2023年1月6日金曜日

フョードル・ルキャーノフ:なぜロシアとウクライナの紛争は双方にとって存続の危機なのか?

https://www.rt.com/russia/569385-russia-ukraine-conflict-is-existential/

2023年1月4日 14:07

昨年2月の出来事は、当時は衝撃的だったが、今では紛争は避けられなかったように見える

フョードル・ルキャーノフ: Russia in Global Affairs編集長、外交防衛政策会議議長、バルダイ国際討論クラブ研究主幹

2022年はすべてを裏返してしまった。ロシア軍がウクライナに進駐した2月に誰もが経験した衝撃を乗り越え、後知恵を働かせれば、それがどのように起こったかを説明するのはそれほど難しくはないだろう。そして、そうでなければどうしようもなかったとさえ言える。また、10カ月も経てば、なぜキャンペーンが計画通りに進まなかったのかも、かなり明らかになっている。

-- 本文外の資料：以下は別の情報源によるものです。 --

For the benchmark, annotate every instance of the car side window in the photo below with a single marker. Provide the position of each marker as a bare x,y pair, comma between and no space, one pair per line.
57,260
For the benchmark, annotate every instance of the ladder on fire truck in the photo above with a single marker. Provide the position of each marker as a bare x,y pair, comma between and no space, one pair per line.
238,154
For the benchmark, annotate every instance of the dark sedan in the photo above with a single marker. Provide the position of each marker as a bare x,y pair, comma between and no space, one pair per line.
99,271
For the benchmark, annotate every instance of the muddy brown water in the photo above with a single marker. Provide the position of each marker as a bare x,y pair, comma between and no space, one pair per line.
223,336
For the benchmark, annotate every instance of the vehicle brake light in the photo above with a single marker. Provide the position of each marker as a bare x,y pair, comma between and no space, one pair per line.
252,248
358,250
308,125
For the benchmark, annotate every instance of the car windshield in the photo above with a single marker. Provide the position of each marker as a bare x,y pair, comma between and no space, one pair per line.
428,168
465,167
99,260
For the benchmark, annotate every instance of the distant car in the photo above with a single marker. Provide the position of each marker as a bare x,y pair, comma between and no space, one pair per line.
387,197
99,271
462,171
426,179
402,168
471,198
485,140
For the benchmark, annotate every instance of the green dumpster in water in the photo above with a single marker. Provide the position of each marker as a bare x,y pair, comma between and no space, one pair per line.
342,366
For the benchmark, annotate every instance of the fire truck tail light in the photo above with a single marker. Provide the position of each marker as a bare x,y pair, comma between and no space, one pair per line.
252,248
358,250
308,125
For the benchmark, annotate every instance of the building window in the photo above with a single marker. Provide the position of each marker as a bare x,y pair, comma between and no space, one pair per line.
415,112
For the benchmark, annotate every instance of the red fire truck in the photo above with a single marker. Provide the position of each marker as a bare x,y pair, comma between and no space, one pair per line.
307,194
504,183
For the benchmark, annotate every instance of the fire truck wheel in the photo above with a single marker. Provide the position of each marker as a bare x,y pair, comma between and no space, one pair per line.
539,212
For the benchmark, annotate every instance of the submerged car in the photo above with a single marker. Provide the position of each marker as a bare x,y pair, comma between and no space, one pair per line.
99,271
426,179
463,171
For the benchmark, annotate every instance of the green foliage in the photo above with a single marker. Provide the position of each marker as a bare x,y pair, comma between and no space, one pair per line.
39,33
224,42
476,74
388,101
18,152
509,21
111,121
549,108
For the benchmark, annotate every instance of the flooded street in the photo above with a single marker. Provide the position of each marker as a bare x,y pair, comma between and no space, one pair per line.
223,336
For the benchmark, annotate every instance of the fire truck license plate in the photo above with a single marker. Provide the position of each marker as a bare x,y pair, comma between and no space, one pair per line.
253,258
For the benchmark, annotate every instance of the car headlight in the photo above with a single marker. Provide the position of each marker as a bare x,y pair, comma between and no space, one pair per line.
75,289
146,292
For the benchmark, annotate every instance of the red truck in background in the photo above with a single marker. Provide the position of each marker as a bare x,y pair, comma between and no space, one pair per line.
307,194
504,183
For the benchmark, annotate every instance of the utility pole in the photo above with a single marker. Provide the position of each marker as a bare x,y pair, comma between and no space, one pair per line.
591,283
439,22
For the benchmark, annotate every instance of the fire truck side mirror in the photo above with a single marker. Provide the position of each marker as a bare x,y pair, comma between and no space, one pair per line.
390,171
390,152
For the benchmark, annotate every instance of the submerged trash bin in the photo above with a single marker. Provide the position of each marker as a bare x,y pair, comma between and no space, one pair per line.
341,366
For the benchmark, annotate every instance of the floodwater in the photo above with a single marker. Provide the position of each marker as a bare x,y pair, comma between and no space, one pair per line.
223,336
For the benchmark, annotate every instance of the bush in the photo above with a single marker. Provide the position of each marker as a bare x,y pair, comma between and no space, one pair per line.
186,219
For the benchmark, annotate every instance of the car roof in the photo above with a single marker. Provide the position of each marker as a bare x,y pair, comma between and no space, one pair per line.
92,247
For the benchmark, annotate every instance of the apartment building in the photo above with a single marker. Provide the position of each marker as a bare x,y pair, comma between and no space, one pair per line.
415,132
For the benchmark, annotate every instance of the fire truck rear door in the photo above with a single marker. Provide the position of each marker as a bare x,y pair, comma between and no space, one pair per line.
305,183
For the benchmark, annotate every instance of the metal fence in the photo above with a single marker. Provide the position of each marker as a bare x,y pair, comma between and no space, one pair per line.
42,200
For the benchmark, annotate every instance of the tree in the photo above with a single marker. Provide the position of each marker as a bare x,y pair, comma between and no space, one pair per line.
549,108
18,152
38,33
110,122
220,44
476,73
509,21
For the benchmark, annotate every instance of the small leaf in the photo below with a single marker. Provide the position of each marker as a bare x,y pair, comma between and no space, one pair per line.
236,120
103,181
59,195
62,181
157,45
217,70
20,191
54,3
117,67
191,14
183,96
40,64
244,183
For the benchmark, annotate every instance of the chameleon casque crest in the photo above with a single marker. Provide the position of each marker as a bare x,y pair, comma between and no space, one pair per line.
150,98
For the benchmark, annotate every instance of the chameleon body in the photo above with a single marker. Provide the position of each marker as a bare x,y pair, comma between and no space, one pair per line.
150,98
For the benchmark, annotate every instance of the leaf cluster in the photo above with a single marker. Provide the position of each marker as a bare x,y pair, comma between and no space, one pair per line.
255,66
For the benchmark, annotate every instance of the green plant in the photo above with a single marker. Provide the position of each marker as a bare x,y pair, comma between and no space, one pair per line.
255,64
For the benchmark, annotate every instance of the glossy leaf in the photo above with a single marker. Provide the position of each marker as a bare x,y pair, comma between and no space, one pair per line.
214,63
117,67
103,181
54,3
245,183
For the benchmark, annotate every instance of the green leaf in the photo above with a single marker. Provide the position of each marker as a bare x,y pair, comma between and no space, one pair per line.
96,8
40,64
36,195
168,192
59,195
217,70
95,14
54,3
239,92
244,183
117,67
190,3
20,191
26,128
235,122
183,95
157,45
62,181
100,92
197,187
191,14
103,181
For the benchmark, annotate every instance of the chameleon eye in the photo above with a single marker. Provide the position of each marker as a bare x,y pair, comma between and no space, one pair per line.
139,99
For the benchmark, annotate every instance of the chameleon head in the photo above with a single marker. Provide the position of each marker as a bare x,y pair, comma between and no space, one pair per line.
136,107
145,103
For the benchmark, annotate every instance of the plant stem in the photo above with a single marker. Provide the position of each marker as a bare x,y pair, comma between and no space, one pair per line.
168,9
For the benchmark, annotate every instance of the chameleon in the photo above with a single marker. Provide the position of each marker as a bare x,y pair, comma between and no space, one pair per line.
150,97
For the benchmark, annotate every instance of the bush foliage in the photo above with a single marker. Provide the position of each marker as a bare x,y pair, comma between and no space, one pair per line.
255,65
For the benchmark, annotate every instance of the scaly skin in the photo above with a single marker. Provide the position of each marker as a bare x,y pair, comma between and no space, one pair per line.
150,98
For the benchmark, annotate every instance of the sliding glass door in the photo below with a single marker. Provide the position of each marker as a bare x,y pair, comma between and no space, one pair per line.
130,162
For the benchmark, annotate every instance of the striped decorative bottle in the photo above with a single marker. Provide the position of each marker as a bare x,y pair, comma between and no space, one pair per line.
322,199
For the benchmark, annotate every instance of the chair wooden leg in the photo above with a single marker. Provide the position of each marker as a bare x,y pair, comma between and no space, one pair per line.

後者は、おそらくポジティブなことでさえある。ファサードが崩れ、フレームがむき出しになった。想像していたのとはちょっと違う。耐荷重があると思われていた構造物が、意外にもたわんでいたのだ。また、頼りないと思っていたものが、案外丈夫に建っていることもある。錯覚は少なくなったが、情報機械は錯覚を維持するために働いている。しかし、これは基本的に惰性によるものである。アーキテクチャーの抜本的な刷新の必要性は明らかだ。

ウクライナの地雷はソビエト連邦が崩壊したときに敷かれた。長い間一つの空間であったもの、自然な境界線を引くことが不可能であったものを分離することが不可能であることを、厳しい現実主義者たちは最初から知っていた。ロシアでは、泥炭地の底のように、文化的、歴史的な領土の喪失に対する不服がくすぶり続けていた。ウクライナでは、独立が無償であることを嘆き、「国家は戦争で生まれる」と考える過激な民族主義者がいた。その両極端が今、収斂(しゅうれん)している。

ロシアがウクライナ問題を取り上げたのは、それが世界秩序の中心になったときである。逆にロシアが解決しようとしたから大事になったのかもしれない。2013年、ヤヌコビッチ前大統領が、西(EU)か東(EEU)か、どちらに傾くかを決断したことが転機となったのだろう。

二つの異なる立場は、今やしっかりと絡み合っている。隣国のアイデンティティを守りたいという願望と、モスクワを追い込むためにウクライナを犠牲にしようとする西側の大物たちの準備のために、わが国は激しい抵抗に直面している。

ロシアは自ら進んでこのストレステストに身を投じたのであり、その将来はその結果次第である。もはや逆戻りはできない。

「特別軍事作戦」の目的が不明確であることは、この課題の包括的な性格を反映している。目標は最後まで完全に理解されることはなく、それが実現するまでは明らかにならない。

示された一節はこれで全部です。